Jan 21, 2026 | Read time 4 min

You can’t hurry love, but you can hurry final transcripts

Introducing 250ms final transcripts for Voice AI
Blog header image FEOU
Archie McMullan
Archie McMullanSpeechmatics Graduate

TL;DR

  • For responsive Voice AI, you need transcripts straight away. Once speech has finished, send us the new ForceEndOfUtterance message and we’ll do the rest.

  • Turn Detection \to\ Send ForceEndOfUtterance \to\ Receive Final Transcript (~250ms)

  • Trigger the message using your own client-side logic, or handle the entire pipeline automatically with our new Voice SDK, Pipecat integration, and upcoming LiveKit update.

Introduction

In the world of voice agents, the "awkward silence" is the enemy.

We all know the feeling. You finish asking a voice assistant a question.

And then you wait.

That gap…

Between you finishing your sentence…

And the AI responding…

Is where the magic of conversational AI lives or dies.

For us at Speechmatics, solving this isn't just about raw processing speed (though we have that). It’s having the confidence in when to send you the finals.
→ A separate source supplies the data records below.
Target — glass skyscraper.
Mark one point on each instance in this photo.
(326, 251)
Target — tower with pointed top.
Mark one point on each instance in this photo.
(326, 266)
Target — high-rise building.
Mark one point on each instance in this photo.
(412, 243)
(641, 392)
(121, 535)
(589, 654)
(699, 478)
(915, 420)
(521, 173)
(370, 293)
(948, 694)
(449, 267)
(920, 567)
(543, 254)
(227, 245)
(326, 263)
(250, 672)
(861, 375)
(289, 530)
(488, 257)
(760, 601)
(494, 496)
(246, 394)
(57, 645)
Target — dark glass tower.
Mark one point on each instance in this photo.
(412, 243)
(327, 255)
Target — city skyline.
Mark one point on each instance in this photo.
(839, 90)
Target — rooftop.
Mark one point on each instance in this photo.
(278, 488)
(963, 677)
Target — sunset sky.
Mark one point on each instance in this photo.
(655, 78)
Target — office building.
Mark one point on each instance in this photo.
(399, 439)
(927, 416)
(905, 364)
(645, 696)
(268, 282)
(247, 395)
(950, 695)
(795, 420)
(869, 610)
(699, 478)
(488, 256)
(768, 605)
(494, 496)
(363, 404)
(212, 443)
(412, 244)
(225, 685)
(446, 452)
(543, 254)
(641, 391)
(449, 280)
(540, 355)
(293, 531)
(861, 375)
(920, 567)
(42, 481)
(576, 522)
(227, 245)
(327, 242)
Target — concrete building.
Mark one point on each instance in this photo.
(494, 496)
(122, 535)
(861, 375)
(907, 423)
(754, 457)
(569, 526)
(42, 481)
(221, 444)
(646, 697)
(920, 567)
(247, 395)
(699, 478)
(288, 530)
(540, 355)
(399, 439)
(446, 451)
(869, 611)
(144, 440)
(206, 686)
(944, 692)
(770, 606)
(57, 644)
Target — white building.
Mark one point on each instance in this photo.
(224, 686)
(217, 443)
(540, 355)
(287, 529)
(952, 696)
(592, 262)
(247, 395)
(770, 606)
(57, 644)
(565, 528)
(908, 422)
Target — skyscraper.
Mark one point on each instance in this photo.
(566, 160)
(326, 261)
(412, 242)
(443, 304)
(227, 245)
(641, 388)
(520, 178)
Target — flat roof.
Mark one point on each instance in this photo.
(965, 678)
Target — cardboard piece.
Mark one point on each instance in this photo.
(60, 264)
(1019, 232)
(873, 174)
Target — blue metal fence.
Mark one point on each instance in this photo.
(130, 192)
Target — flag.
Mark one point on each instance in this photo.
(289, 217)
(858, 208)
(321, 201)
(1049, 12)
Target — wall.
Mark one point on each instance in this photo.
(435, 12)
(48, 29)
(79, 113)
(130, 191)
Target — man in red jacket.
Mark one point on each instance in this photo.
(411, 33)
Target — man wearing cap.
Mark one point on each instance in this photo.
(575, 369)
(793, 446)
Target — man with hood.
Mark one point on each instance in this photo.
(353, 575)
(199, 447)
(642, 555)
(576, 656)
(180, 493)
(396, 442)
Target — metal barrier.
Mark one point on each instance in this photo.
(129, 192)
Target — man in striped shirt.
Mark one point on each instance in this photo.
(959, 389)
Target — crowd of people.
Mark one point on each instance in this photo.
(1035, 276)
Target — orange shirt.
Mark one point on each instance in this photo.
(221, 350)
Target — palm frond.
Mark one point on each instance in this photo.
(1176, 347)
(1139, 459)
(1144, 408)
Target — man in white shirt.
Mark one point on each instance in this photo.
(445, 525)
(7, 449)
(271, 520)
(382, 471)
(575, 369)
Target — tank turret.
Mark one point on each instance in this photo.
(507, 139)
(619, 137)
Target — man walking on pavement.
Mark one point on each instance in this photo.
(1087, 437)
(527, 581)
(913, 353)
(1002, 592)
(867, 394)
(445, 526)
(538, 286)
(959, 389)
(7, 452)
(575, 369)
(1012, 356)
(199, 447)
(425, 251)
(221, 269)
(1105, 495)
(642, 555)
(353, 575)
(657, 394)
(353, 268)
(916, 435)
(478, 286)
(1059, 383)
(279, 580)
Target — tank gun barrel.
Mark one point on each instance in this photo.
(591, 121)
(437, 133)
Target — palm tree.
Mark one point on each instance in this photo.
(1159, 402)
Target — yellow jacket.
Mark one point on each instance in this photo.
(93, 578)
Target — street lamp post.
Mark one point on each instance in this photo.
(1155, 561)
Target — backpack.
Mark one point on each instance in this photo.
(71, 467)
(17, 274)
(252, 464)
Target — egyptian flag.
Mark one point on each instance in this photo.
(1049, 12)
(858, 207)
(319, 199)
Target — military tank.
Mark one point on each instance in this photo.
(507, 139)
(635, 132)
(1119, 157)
We are introducing Forced End of Utterance (FEOU) to let you tell us when you want them. 

The philosophy is simple: If you are happy that speech is over, then so are we.

The Problem: The Transcription Waiting Game

To understand why this feature matters, we have to look at how transcription works under the hood. Real-time transcription engines typically output two things:

  1. Partials: Low-latency, evolving best guesses of what is being said. (e.g., "I want two...")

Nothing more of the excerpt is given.